Postby IndoorKitten » Sun Dec 11, 2011 7:57 am

Trigger warnings for brief, un-detailed mentions of abuse, suicide

20, female

As the subject of suggests, I am new to these boards. Moreover, I am new to concept of being avoidant and having a name to what I've understood as normal for myself has opened up the complicated self-defeating and self-perpetuating dynamics that have been left unaddressed for many years.

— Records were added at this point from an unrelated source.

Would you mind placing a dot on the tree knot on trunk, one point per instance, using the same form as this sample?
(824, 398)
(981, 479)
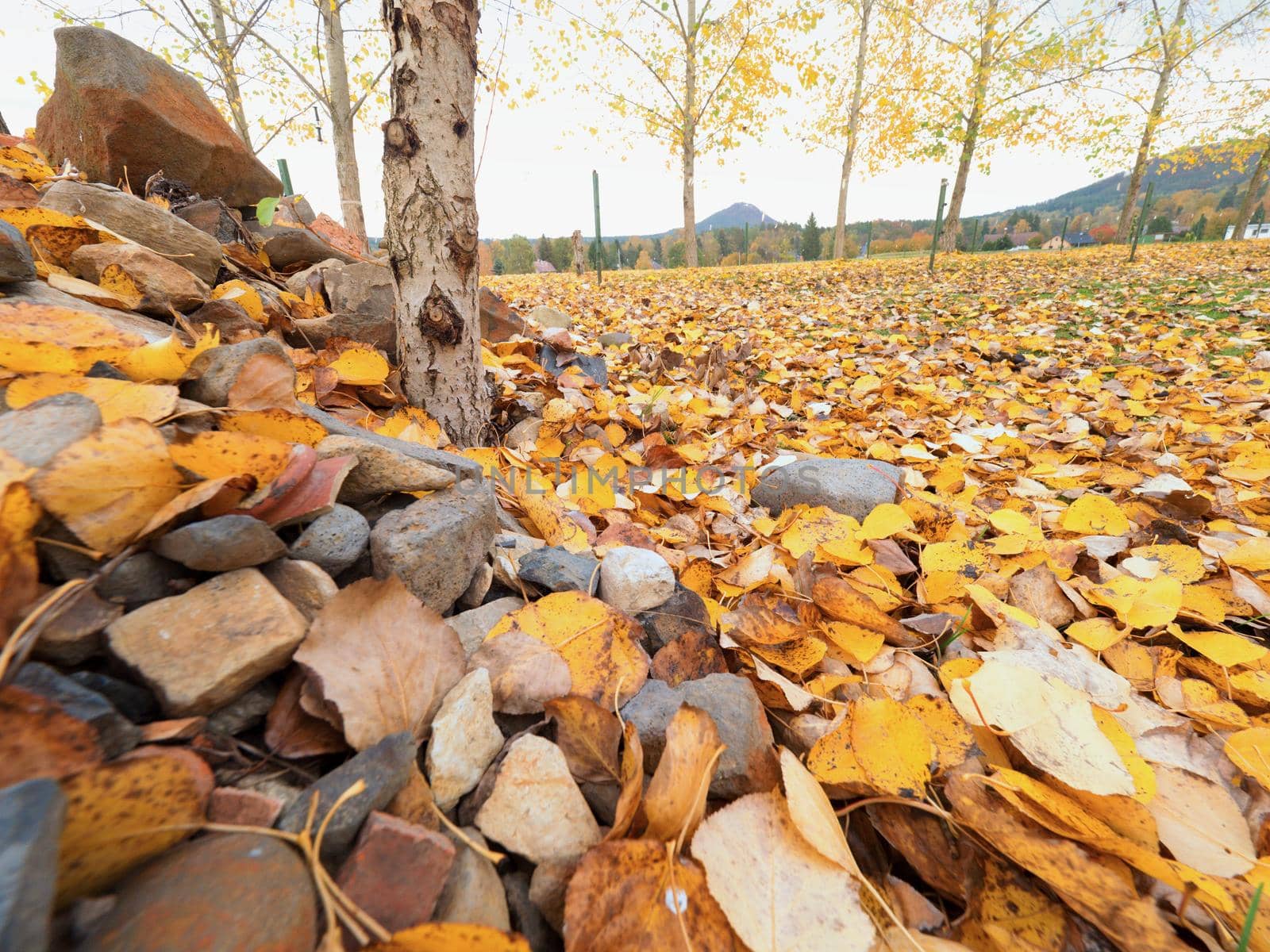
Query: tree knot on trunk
(440, 319)
(399, 139)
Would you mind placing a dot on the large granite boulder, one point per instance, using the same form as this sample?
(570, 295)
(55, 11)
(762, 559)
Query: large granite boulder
(117, 107)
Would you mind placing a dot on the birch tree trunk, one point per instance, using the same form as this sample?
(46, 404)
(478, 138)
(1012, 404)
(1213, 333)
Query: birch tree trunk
(229, 74)
(431, 209)
(982, 75)
(840, 226)
(1250, 198)
(1153, 117)
(342, 121)
(690, 133)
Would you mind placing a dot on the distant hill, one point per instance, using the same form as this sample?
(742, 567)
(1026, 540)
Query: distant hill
(1168, 173)
(734, 216)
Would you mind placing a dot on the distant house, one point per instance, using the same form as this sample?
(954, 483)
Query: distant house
(1254, 232)
(1073, 239)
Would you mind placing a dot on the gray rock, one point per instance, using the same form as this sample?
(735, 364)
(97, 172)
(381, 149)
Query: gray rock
(311, 277)
(40, 431)
(215, 371)
(31, 825)
(854, 488)
(245, 711)
(681, 613)
(559, 570)
(302, 584)
(468, 471)
(749, 765)
(365, 328)
(116, 734)
(222, 892)
(287, 247)
(380, 470)
(75, 635)
(37, 292)
(144, 222)
(364, 287)
(473, 892)
(221, 545)
(526, 917)
(550, 317)
(229, 317)
(634, 579)
(135, 704)
(474, 625)
(525, 432)
(385, 768)
(333, 541)
(164, 285)
(435, 545)
(590, 365)
(16, 260)
(143, 578)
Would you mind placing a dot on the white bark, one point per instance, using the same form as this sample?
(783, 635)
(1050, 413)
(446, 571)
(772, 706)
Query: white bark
(840, 228)
(431, 205)
(342, 121)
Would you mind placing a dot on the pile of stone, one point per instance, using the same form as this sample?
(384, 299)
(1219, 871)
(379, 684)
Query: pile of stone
(168, 687)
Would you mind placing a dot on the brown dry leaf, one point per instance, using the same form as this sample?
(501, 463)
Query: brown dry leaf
(892, 747)
(383, 659)
(524, 672)
(676, 797)
(264, 382)
(779, 894)
(632, 784)
(588, 735)
(213, 455)
(813, 814)
(844, 602)
(108, 486)
(1094, 890)
(450, 937)
(121, 814)
(600, 644)
(634, 895)
(294, 733)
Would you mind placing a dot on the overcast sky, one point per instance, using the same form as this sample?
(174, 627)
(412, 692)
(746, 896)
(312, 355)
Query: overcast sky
(537, 160)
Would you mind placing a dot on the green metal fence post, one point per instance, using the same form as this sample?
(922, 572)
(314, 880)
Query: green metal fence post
(285, 175)
(600, 244)
(1142, 219)
(939, 222)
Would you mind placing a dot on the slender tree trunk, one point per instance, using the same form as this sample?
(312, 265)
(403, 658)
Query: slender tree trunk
(1149, 132)
(690, 136)
(1250, 198)
(840, 226)
(229, 74)
(1141, 160)
(431, 205)
(342, 121)
(983, 74)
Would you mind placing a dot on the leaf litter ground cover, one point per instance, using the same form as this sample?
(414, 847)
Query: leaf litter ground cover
(999, 685)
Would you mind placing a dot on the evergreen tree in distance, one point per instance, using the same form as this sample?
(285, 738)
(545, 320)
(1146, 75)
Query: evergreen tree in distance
(810, 244)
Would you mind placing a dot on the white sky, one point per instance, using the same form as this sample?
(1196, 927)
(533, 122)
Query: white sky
(537, 162)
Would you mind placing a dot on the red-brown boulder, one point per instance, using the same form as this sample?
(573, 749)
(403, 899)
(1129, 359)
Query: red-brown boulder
(117, 107)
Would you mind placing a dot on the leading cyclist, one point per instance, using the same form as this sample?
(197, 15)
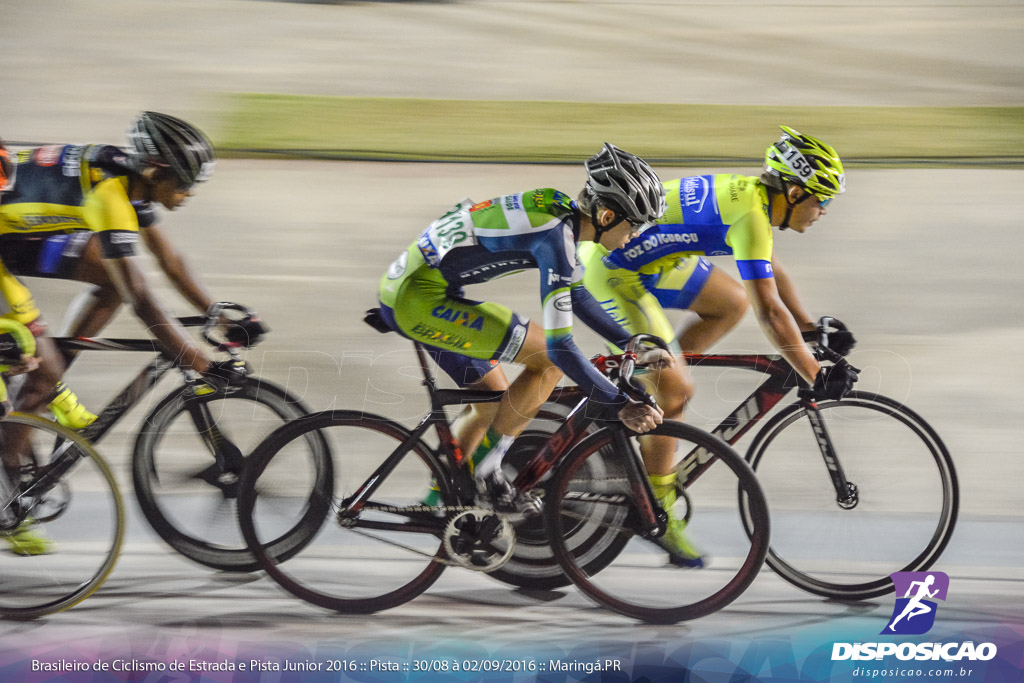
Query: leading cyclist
(422, 298)
(711, 215)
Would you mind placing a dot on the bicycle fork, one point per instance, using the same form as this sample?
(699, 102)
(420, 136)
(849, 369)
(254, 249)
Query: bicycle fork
(846, 492)
(653, 518)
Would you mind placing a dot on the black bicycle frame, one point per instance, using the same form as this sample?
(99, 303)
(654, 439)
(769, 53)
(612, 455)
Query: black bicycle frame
(557, 445)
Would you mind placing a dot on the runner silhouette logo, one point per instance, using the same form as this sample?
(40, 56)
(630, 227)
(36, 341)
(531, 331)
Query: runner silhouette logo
(914, 612)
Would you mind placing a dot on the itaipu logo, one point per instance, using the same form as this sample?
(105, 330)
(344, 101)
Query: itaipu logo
(914, 612)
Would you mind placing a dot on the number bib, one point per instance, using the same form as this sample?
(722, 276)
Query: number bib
(453, 229)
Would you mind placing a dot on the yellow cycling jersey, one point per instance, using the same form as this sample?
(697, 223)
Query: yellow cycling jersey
(70, 187)
(709, 215)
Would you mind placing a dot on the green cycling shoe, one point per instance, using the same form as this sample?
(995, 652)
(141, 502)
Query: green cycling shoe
(682, 553)
(28, 539)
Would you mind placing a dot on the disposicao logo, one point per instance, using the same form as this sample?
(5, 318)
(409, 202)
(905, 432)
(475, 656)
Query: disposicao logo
(913, 614)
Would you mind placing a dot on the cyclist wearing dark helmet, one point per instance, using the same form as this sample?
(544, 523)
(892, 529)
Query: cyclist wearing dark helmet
(719, 215)
(422, 297)
(77, 212)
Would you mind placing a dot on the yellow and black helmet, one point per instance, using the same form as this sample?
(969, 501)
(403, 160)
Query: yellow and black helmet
(807, 162)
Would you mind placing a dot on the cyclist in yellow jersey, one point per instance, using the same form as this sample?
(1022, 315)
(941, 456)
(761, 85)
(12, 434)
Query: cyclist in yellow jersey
(77, 212)
(667, 267)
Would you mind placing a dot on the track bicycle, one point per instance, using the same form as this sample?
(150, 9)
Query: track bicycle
(190, 449)
(71, 498)
(858, 488)
(378, 546)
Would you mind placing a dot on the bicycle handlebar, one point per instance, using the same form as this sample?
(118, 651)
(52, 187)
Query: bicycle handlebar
(821, 350)
(626, 383)
(212, 319)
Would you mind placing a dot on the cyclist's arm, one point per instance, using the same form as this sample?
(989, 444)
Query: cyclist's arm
(110, 214)
(130, 281)
(594, 316)
(787, 291)
(556, 260)
(780, 327)
(751, 240)
(174, 265)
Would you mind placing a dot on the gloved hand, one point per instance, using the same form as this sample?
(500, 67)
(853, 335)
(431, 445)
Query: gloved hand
(841, 339)
(226, 374)
(247, 332)
(835, 381)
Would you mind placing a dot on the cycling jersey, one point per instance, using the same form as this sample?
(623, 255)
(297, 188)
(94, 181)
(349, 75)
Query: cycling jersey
(422, 298)
(61, 188)
(666, 267)
(710, 215)
(56, 198)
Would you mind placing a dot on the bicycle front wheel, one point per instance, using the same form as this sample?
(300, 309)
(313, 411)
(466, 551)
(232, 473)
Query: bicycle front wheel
(187, 464)
(903, 505)
(639, 582)
(60, 535)
(380, 556)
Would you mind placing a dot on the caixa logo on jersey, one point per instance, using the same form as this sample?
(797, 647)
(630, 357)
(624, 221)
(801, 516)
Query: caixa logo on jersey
(913, 614)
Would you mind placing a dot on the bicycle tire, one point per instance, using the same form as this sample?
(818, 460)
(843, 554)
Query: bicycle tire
(811, 532)
(635, 584)
(168, 485)
(335, 561)
(39, 585)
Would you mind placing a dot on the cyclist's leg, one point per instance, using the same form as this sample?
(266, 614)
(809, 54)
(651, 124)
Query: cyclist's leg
(417, 302)
(55, 257)
(92, 309)
(474, 420)
(626, 296)
(720, 302)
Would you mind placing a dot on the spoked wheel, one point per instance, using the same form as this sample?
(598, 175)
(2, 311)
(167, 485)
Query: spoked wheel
(187, 466)
(898, 514)
(59, 537)
(361, 560)
(639, 582)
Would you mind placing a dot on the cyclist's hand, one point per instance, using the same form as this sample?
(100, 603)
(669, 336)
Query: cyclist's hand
(640, 418)
(655, 358)
(835, 381)
(247, 332)
(841, 339)
(26, 365)
(226, 374)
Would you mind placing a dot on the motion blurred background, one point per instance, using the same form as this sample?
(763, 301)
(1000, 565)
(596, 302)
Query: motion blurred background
(343, 128)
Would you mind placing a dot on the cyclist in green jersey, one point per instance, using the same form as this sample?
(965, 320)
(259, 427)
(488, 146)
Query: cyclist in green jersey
(667, 267)
(422, 298)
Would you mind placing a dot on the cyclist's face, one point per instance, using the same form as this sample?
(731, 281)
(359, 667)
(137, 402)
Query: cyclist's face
(617, 237)
(170, 193)
(806, 211)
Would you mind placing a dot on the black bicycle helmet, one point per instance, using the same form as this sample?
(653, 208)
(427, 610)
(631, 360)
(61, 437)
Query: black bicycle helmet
(166, 140)
(625, 181)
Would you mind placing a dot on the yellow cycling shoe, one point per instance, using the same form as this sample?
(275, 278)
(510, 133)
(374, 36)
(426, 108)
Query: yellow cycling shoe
(69, 411)
(681, 551)
(29, 540)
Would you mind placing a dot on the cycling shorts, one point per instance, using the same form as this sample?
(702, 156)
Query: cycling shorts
(419, 303)
(15, 299)
(637, 300)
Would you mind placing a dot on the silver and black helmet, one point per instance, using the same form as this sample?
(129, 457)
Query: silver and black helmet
(622, 180)
(167, 140)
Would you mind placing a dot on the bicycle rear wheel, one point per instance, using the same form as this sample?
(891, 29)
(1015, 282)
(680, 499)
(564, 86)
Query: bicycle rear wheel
(639, 582)
(386, 554)
(905, 504)
(79, 521)
(187, 462)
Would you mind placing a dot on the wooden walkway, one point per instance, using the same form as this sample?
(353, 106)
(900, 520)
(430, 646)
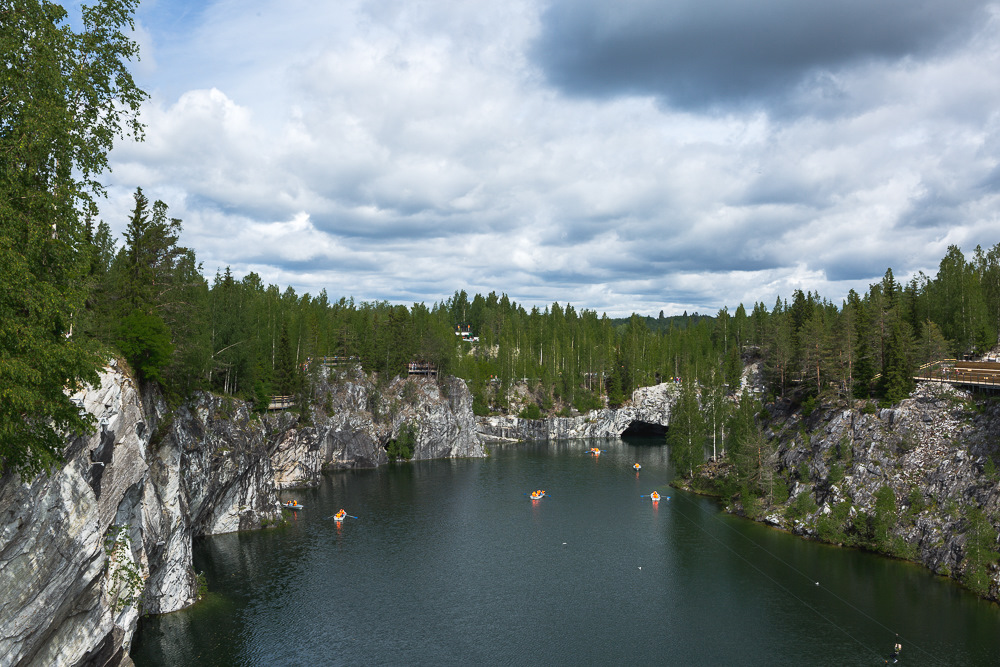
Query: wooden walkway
(281, 402)
(970, 373)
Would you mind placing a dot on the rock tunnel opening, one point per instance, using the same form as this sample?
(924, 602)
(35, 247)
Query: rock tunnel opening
(638, 429)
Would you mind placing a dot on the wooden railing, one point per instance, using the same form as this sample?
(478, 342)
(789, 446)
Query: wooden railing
(974, 373)
(281, 402)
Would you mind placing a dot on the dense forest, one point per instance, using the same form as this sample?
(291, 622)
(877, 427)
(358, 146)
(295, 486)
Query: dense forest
(74, 295)
(148, 301)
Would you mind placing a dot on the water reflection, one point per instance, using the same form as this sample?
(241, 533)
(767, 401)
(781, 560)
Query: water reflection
(450, 563)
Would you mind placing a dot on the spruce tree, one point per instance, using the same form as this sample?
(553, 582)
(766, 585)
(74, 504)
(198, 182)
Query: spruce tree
(65, 96)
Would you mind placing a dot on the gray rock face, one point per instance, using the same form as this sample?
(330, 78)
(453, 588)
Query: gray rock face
(352, 421)
(650, 405)
(933, 451)
(58, 598)
(86, 549)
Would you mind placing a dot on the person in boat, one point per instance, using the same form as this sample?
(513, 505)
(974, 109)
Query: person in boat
(894, 656)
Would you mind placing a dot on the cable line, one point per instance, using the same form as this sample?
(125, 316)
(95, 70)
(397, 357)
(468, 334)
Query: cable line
(801, 573)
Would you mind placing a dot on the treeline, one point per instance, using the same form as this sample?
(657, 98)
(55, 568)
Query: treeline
(149, 301)
(813, 351)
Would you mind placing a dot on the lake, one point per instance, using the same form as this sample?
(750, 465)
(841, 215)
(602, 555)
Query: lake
(450, 563)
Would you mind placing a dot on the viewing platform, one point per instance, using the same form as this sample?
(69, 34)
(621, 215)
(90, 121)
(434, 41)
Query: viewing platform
(281, 402)
(967, 373)
(421, 368)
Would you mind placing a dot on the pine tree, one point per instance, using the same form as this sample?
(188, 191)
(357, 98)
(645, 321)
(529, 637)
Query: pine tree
(686, 434)
(64, 98)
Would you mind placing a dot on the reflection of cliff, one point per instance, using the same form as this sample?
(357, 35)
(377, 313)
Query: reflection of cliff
(649, 405)
(107, 536)
(918, 481)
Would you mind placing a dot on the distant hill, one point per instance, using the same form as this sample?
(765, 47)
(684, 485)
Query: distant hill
(662, 323)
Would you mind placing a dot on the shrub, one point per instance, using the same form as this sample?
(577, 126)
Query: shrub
(802, 506)
(585, 401)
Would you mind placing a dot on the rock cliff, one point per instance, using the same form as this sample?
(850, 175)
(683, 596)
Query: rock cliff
(649, 405)
(88, 548)
(350, 422)
(916, 481)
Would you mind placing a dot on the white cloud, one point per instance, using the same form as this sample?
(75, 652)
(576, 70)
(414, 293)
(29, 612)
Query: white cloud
(402, 151)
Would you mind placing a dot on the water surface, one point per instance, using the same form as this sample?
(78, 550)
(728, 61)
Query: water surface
(449, 563)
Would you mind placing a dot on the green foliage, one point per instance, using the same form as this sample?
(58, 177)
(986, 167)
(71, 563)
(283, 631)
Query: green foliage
(803, 505)
(808, 406)
(145, 342)
(585, 401)
(686, 435)
(125, 582)
(833, 527)
(64, 97)
(916, 503)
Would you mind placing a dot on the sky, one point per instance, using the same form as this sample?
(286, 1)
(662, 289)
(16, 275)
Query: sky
(628, 156)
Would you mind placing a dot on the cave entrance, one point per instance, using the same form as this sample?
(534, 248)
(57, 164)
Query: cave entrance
(638, 429)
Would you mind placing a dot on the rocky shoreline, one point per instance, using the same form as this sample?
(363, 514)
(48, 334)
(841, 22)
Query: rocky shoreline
(87, 549)
(913, 481)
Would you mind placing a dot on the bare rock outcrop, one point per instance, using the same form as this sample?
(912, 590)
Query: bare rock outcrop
(650, 405)
(931, 458)
(108, 536)
(351, 421)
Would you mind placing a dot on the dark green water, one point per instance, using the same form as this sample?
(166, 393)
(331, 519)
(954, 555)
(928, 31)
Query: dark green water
(449, 563)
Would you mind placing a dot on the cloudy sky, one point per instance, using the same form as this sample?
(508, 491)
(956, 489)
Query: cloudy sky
(627, 156)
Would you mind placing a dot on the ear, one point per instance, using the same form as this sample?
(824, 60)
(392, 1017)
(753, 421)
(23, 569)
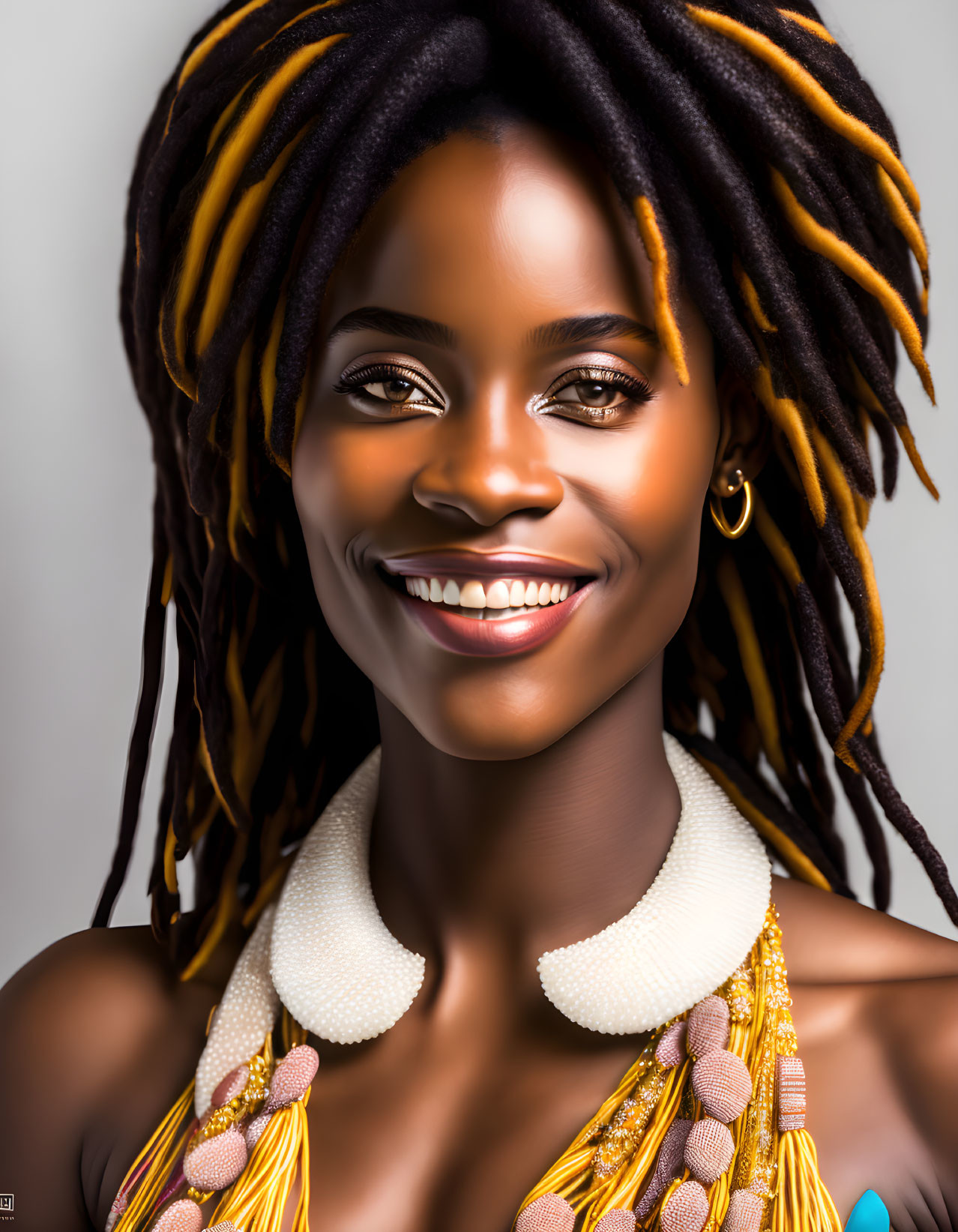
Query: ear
(744, 434)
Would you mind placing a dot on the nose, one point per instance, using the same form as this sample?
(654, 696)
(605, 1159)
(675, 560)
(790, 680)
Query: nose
(488, 461)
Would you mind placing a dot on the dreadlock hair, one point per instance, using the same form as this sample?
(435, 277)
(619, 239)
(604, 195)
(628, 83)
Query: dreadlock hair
(762, 176)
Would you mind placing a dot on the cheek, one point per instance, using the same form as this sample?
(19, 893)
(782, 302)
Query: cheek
(344, 484)
(654, 494)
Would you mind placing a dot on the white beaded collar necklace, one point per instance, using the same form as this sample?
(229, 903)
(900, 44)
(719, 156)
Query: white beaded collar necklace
(325, 954)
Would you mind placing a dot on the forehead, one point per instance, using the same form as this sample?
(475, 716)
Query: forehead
(492, 237)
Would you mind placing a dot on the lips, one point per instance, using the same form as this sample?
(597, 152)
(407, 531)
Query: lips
(448, 593)
(484, 565)
(490, 637)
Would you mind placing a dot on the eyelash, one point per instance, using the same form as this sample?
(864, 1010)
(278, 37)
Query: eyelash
(637, 391)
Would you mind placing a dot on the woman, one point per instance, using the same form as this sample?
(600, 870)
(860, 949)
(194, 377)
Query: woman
(510, 371)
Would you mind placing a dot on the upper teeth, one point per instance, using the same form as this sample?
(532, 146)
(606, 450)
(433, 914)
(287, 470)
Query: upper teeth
(501, 593)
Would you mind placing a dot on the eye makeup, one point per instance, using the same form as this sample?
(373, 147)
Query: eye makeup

After finally moving out of my parent's house and going into college, I am having the worst year of my life. I now live in a house with many people, all of whom I consider to be people I care about greatly, yet I cannot connect with them in a way that I would consider "friendship" most of the time. I spend most of my time wishing I could socialize with them, resenting people for not giving me attention, and being upset that I am unable to approach them and tell people what I need in the first place. I am afraid of going outside alone or going outside period, but it feels like I am always alone. Unfortunately, I do not think anyone I know here can provide what I need. Only my boyfriend, who is stuck in an abusive household until he turns eighteen can make me feel that I've connected with anyone in my life, as he feels with me. We cannot contact each other on a regular basis anymore after his parents caught us trying to run away together. Every message he sends me breaks my heart. I must wait two more months or more before he can even think about leaving and each day I spend waiting makes me want to kill myself, and I'm afraid that if he isn't able to escape soon that I will actually do it.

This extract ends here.